Poem of the Week | January 25, 2016

This week we offer a new poem by Carol Quinn. Quinn’s poetry has appeared in 32 Poems, Western Humanities Review, The Cincinnati Review, Pleiades, Colorado Review, and other journals, as well as the Women Write Resistance, Hot Sonnets, and Circe’s Lament anthologies. Acetylene, her first book of poems, was selected by Dorothy Barresi for the Cider Press Review Book Award and published in 2010. Quinn’s reviews and scholarship have appeared in Pleiades, The Emily Dickinson Journal, The American Book Review, and Voltage. She has also recently won the So to Speak: A Journal of Feminist Language and Art Poetry Prize.
 
Author’s note:

In late March of 2013, a snow day was declared in Baltimore during the early morning hours. Schools and universities all over the region decided not to open, but no snow actually fell. Afterwards, there were the usual administrative debates. Did we close our schools too easily? How would we make up for lost time? Baltimore had already had several snow days and was weary of winter.
 
A few days later, I heard about the death of a teacher in the northwestern Kyber tribal district of Pakistan. On the day that our schools had not opened, Shahnaz Nazli had been shot on her way home from the girls’ school where she was a teacher. Her young son was with her when it happened. At the end of the news video, Nazli’s husband and son engaged in a mourning ritual in which they ran their hands over their faces and held their hands out under the sky.

 

Snow Day Ghazal

for Shahnaz Nazli

 

One school empties out, as if for snow.
One waits like an Indus petroglyph for snow.

 

A spring storm never arrives in Baltimore,
though the air has just the right heft for snow.

 

Girls sit by windows.

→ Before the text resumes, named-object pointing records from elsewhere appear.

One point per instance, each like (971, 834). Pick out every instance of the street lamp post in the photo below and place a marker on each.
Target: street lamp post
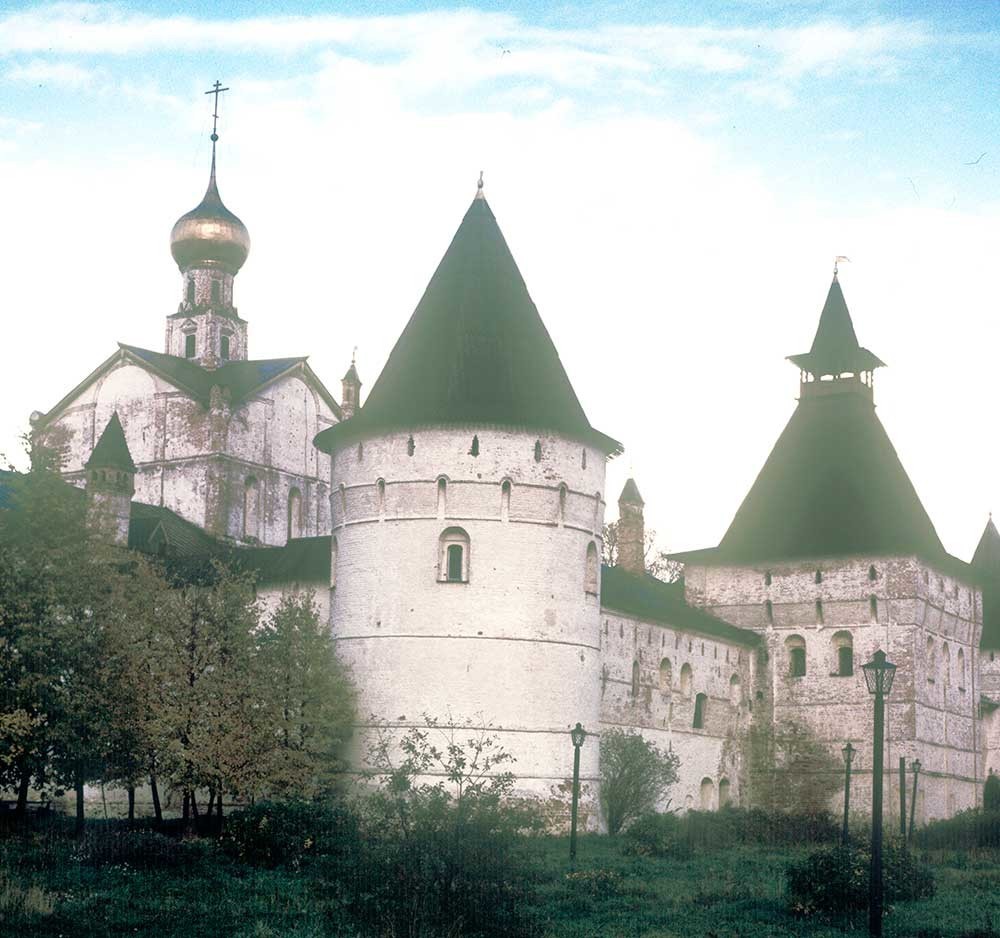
(913, 796)
(848, 752)
(878, 676)
(578, 734)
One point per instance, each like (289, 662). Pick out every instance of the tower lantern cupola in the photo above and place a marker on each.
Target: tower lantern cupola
(209, 244)
(836, 362)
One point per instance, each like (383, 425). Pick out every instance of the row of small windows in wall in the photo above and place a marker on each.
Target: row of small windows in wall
(818, 576)
(294, 520)
(474, 449)
(944, 671)
(191, 346)
(820, 613)
(841, 655)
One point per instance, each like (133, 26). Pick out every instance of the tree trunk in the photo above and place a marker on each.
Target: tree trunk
(22, 795)
(157, 810)
(78, 784)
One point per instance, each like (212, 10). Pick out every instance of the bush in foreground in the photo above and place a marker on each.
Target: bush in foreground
(834, 882)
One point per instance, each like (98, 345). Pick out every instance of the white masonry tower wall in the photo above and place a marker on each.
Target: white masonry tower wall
(513, 643)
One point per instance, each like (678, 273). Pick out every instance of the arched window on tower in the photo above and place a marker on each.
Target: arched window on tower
(700, 706)
(442, 497)
(592, 569)
(454, 556)
(842, 644)
(686, 680)
(251, 507)
(706, 794)
(795, 645)
(735, 690)
(294, 527)
(666, 676)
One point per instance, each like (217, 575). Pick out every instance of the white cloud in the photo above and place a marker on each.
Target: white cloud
(59, 74)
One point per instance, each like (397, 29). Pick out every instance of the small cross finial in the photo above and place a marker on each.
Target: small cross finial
(216, 89)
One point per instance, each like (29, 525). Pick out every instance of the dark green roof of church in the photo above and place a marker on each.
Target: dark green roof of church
(835, 349)
(111, 451)
(240, 378)
(646, 597)
(475, 351)
(986, 562)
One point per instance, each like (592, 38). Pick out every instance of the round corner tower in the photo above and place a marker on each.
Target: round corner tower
(467, 504)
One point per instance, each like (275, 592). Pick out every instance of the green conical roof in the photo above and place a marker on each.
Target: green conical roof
(835, 349)
(111, 451)
(832, 486)
(475, 351)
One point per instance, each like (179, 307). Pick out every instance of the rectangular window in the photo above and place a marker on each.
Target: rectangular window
(455, 563)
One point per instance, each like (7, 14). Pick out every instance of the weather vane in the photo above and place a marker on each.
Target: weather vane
(217, 89)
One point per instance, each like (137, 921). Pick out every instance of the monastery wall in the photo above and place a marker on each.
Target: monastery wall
(515, 644)
(651, 676)
(928, 624)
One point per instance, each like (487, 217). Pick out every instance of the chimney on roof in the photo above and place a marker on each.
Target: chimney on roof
(350, 398)
(110, 485)
(631, 530)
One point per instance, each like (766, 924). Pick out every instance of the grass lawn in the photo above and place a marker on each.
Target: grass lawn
(46, 890)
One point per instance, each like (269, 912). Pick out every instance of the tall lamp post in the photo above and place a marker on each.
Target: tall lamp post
(578, 734)
(878, 676)
(848, 752)
(913, 797)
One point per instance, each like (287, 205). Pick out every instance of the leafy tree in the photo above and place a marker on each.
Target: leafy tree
(311, 696)
(55, 582)
(657, 562)
(789, 769)
(635, 775)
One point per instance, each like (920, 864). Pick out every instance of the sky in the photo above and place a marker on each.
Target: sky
(674, 180)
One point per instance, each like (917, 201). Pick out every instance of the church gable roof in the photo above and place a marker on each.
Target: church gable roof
(474, 351)
(111, 451)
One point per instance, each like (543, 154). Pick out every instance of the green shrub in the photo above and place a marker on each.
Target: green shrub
(657, 835)
(966, 830)
(834, 881)
(141, 849)
(273, 834)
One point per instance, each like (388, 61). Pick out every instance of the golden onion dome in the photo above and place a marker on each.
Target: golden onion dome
(210, 235)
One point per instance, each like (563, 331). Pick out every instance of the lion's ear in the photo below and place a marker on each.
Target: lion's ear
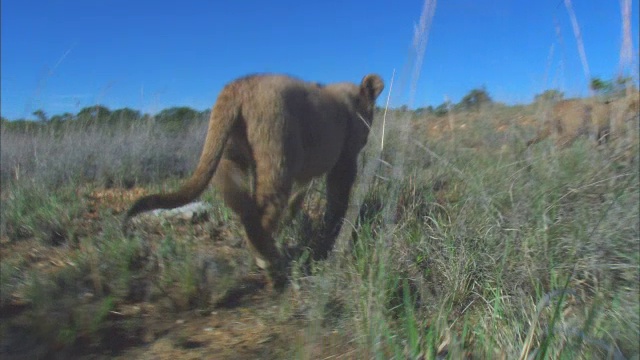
(371, 86)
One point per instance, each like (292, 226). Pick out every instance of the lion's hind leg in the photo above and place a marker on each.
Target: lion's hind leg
(259, 211)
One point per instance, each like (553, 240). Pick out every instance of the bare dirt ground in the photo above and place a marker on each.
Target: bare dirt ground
(248, 321)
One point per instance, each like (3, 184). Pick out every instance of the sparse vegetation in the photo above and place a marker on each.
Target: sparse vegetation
(480, 248)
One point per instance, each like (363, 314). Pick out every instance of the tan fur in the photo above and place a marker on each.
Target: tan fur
(278, 130)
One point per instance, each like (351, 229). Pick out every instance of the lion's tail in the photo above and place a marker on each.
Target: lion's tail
(224, 115)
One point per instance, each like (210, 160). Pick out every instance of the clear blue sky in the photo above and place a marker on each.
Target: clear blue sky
(149, 55)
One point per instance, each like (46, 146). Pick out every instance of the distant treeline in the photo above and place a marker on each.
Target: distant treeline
(173, 118)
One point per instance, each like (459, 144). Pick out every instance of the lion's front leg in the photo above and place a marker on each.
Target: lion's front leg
(339, 182)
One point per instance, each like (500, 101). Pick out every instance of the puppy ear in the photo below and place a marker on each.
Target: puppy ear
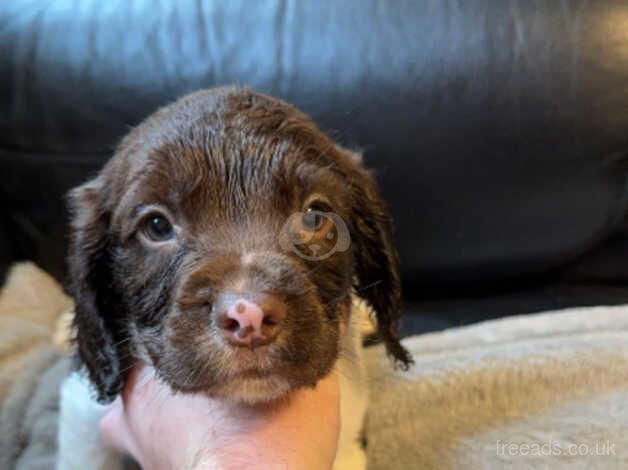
(97, 315)
(376, 264)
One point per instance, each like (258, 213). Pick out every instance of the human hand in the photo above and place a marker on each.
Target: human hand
(165, 430)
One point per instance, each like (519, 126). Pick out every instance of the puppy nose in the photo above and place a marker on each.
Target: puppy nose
(251, 323)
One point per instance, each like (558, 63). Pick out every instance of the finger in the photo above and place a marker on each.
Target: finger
(115, 432)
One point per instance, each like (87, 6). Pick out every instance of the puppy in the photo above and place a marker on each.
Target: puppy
(223, 244)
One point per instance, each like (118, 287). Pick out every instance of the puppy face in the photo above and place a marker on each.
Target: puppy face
(221, 244)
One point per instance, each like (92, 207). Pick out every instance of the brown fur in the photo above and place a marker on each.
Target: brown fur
(229, 166)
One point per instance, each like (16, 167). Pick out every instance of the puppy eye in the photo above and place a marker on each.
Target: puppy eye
(313, 219)
(157, 228)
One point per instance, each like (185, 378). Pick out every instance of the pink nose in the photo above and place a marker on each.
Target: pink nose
(250, 323)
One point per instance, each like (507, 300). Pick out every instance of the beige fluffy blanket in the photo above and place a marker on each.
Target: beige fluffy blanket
(536, 391)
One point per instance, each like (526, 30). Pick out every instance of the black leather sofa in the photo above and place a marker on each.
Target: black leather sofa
(499, 130)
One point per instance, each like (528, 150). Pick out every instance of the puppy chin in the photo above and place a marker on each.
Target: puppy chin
(253, 390)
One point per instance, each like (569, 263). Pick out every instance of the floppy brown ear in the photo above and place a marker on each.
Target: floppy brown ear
(376, 264)
(99, 333)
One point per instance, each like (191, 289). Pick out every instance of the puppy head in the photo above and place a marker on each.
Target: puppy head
(221, 244)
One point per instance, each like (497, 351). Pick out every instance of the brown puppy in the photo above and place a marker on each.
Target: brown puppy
(221, 244)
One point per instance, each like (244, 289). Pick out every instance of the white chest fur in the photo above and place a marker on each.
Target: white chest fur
(80, 446)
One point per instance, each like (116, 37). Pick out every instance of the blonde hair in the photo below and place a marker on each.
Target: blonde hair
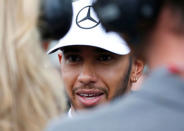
(30, 89)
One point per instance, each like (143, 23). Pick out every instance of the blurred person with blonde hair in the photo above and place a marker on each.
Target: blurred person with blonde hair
(29, 96)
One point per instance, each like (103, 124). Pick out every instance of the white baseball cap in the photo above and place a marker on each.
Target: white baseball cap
(86, 30)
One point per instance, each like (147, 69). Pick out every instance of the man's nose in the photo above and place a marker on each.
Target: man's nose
(87, 74)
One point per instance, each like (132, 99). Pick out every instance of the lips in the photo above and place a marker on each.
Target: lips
(90, 97)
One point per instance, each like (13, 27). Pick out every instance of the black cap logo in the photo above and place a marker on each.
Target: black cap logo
(80, 21)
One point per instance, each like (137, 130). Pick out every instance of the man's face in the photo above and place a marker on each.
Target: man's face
(92, 76)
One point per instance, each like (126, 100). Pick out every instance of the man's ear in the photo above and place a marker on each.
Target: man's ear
(137, 70)
(60, 57)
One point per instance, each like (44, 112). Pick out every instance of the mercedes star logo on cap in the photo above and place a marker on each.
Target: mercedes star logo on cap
(84, 19)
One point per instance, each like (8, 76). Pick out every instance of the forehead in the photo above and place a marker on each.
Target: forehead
(81, 49)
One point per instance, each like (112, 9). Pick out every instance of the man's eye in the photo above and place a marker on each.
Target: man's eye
(73, 58)
(104, 58)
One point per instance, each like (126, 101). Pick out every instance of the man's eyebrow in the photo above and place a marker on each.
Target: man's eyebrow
(99, 50)
(70, 49)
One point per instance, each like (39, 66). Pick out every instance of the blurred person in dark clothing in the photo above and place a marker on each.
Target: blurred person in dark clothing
(158, 105)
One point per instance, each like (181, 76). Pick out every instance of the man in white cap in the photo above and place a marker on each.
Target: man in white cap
(96, 66)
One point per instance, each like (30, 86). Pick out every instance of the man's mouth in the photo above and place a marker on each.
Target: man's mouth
(90, 97)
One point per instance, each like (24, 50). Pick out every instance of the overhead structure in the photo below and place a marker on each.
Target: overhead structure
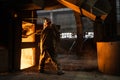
(89, 8)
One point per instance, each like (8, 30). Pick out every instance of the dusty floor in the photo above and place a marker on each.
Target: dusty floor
(75, 69)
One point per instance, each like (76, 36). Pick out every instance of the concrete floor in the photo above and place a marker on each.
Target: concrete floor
(75, 69)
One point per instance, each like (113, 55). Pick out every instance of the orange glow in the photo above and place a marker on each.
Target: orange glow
(77, 9)
(27, 58)
(28, 54)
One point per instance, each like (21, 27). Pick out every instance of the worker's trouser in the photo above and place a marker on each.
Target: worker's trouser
(48, 53)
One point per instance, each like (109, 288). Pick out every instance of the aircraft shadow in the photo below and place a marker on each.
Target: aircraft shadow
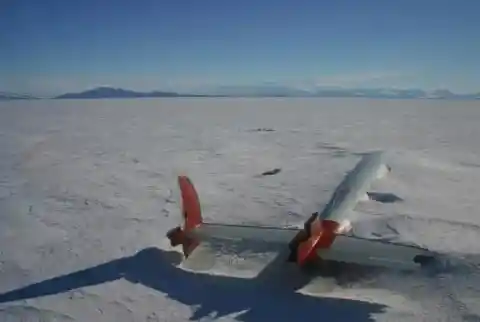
(256, 299)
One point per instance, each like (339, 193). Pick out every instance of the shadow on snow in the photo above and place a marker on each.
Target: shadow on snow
(258, 298)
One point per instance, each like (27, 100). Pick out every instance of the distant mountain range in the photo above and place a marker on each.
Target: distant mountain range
(282, 91)
(110, 92)
(261, 91)
(13, 96)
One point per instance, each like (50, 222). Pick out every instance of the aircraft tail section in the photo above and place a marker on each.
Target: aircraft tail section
(192, 218)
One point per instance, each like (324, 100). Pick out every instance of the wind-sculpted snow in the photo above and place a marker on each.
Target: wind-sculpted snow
(88, 191)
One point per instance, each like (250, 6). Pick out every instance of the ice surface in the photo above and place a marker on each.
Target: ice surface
(88, 191)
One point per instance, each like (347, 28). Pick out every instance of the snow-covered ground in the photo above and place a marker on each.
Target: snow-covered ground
(88, 190)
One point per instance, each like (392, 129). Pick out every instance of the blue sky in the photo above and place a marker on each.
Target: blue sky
(52, 46)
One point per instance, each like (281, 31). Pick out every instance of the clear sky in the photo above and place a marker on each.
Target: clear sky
(52, 46)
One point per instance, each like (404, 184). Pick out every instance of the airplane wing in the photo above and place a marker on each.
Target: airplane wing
(323, 235)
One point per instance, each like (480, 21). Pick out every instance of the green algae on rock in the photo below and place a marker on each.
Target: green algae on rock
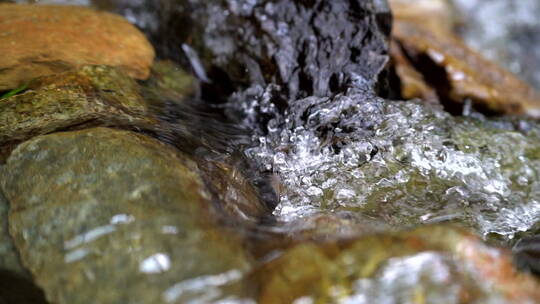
(432, 264)
(92, 95)
(45, 40)
(120, 213)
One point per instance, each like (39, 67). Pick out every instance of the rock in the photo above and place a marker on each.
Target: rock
(404, 164)
(237, 196)
(45, 40)
(412, 83)
(18, 289)
(9, 259)
(120, 213)
(91, 95)
(433, 264)
(506, 32)
(457, 73)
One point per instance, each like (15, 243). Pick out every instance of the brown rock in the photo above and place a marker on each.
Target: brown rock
(89, 96)
(43, 40)
(458, 73)
(431, 264)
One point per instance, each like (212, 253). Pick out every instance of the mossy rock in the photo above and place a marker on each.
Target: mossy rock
(112, 216)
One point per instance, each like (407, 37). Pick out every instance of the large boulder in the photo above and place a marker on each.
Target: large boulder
(110, 216)
(433, 264)
(45, 40)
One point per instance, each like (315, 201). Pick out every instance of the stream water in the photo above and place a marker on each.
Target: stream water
(335, 147)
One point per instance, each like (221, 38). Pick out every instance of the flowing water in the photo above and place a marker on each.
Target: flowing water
(402, 164)
(387, 165)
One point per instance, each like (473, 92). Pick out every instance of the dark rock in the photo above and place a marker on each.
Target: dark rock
(9, 259)
(307, 47)
(92, 95)
(110, 216)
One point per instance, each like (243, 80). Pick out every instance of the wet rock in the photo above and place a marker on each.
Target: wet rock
(91, 95)
(505, 31)
(9, 259)
(457, 73)
(433, 264)
(45, 40)
(527, 254)
(412, 83)
(237, 196)
(306, 47)
(18, 289)
(403, 164)
(168, 81)
(119, 213)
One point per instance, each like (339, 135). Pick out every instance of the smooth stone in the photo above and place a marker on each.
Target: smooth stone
(91, 95)
(432, 264)
(44, 40)
(120, 213)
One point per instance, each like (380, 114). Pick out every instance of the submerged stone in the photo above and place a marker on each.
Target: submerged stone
(505, 31)
(92, 95)
(45, 40)
(433, 264)
(9, 259)
(110, 216)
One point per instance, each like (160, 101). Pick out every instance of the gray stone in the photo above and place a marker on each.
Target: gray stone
(110, 216)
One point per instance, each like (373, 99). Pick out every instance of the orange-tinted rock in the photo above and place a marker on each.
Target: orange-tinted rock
(465, 74)
(412, 82)
(433, 13)
(43, 40)
(432, 264)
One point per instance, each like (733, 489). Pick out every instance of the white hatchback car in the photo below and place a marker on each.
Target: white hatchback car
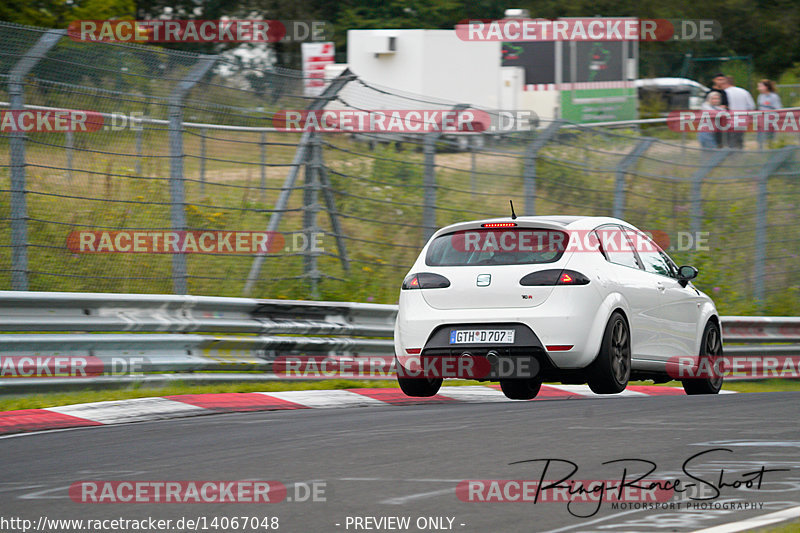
(524, 300)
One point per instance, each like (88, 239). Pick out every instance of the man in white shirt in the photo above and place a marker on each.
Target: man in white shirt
(738, 100)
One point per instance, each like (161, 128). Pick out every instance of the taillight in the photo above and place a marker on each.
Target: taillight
(554, 276)
(425, 280)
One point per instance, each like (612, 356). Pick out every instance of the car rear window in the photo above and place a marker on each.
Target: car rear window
(497, 246)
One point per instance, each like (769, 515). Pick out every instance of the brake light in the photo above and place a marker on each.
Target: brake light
(559, 347)
(425, 280)
(553, 276)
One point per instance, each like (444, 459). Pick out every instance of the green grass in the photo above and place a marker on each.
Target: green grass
(792, 527)
(380, 194)
(11, 402)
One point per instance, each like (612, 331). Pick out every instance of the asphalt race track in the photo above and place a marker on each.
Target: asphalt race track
(406, 461)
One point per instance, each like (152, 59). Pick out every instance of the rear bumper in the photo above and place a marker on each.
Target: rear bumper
(565, 319)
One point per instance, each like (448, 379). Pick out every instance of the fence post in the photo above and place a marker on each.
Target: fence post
(263, 146)
(759, 263)
(176, 178)
(19, 207)
(429, 186)
(472, 170)
(328, 94)
(70, 142)
(203, 133)
(529, 165)
(627, 162)
(696, 199)
(311, 213)
(139, 148)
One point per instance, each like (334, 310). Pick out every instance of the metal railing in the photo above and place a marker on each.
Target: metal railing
(171, 333)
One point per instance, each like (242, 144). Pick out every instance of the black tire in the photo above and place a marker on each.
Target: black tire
(710, 348)
(420, 386)
(520, 389)
(611, 369)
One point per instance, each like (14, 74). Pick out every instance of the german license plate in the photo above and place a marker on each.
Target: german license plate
(482, 336)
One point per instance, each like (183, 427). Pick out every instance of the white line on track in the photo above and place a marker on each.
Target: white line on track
(400, 500)
(755, 522)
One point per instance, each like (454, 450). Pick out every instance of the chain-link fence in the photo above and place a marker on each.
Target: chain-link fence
(353, 210)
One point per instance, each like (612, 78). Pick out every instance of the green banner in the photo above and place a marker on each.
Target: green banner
(599, 105)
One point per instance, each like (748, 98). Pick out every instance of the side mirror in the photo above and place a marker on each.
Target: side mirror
(685, 273)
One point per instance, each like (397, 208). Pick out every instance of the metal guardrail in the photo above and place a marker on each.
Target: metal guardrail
(166, 333)
(171, 333)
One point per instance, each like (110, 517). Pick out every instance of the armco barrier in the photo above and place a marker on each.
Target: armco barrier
(169, 333)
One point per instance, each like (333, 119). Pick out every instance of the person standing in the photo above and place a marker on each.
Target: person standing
(713, 103)
(720, 137)
(738, 100)
(768, 100)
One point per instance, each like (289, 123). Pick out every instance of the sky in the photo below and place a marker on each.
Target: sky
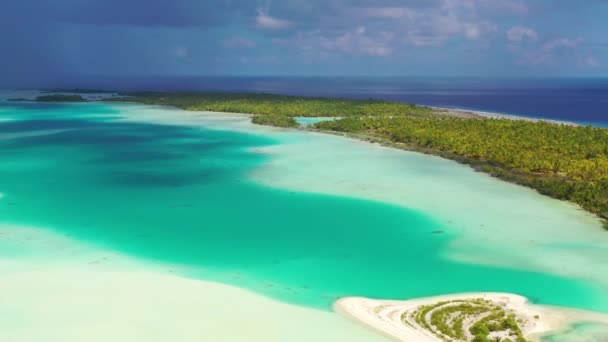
(45, 40)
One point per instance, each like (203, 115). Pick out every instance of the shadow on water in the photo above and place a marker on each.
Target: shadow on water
(179, 196)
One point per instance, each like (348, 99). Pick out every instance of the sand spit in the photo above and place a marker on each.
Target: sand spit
(397, 319)
(54, 288)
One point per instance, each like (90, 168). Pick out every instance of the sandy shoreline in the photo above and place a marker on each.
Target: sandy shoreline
(54, 288)
(385, 316)
(466, 113)
(75, 284)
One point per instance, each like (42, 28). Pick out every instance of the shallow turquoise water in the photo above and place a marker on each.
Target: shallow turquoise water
(584, 332)
(180, 196)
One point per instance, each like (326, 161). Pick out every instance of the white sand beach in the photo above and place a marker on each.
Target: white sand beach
(387, 316)
(53, 288)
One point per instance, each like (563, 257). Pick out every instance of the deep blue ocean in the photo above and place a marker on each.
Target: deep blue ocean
(583, 100)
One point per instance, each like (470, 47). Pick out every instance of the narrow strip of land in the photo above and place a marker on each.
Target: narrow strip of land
(476, 317)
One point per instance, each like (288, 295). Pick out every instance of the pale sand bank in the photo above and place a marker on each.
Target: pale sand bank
(494, 222)
(53, 288)
(388, 316)
(466, 113)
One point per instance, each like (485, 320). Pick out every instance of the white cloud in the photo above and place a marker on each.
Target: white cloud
(564, 48)
(358, 41)
(588, 61)
(265, 21)
(560, 43)
(522, 34)
(239, 42)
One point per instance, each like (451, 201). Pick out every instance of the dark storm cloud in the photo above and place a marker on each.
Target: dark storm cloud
(45, 40)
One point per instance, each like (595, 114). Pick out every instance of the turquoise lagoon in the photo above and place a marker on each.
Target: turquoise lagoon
(182, 195)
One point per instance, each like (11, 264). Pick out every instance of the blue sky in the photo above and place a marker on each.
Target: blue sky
(48, 39)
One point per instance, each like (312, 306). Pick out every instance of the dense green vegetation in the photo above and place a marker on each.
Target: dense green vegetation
(275, 120)
(446, 319)
(60, 98)
(278, 105)
(561, 161)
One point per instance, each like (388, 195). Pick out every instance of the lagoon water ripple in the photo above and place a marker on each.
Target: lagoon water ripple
(195, 197)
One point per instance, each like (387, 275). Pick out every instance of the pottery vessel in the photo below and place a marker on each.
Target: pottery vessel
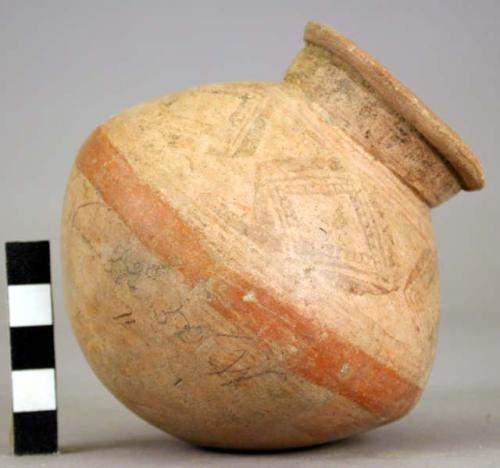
(251, 265)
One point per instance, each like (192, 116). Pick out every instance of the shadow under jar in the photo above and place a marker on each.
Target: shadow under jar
(251, 265)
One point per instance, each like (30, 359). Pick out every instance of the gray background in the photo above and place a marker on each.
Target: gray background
(66, 66)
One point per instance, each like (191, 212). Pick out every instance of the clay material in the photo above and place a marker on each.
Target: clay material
(251, 265)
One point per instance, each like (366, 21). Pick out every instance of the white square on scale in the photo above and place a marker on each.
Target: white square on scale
(33, 390)
(30, 305)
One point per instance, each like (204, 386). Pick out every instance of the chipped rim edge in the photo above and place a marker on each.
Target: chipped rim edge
(399, 97)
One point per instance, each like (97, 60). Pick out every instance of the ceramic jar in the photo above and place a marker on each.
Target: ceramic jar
(251, 265)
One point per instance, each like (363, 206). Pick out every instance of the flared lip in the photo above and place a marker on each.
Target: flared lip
(451, 147)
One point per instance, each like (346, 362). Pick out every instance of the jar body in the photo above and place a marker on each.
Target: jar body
(242, 274)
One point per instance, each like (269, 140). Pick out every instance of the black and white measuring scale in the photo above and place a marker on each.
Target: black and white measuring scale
(31, 324)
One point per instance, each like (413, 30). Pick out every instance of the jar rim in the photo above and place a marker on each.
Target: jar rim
(445, 140)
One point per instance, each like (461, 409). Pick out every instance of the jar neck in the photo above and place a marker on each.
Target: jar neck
(357, 109)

They beg to go outside.
The darkness is numbing enough for snow.

 

The shyest student finally speaks.
Khyber air gleams with its gift for snow.

 

The students read. Their voices are one.
The wind takes leaves that were left for snow.

 

A husband says martyr. No one else speaks.
Police kneel at the river and sift for snow.

 

Carillons rust. Her family is praying,
turning hands to the sky now, as if for snow.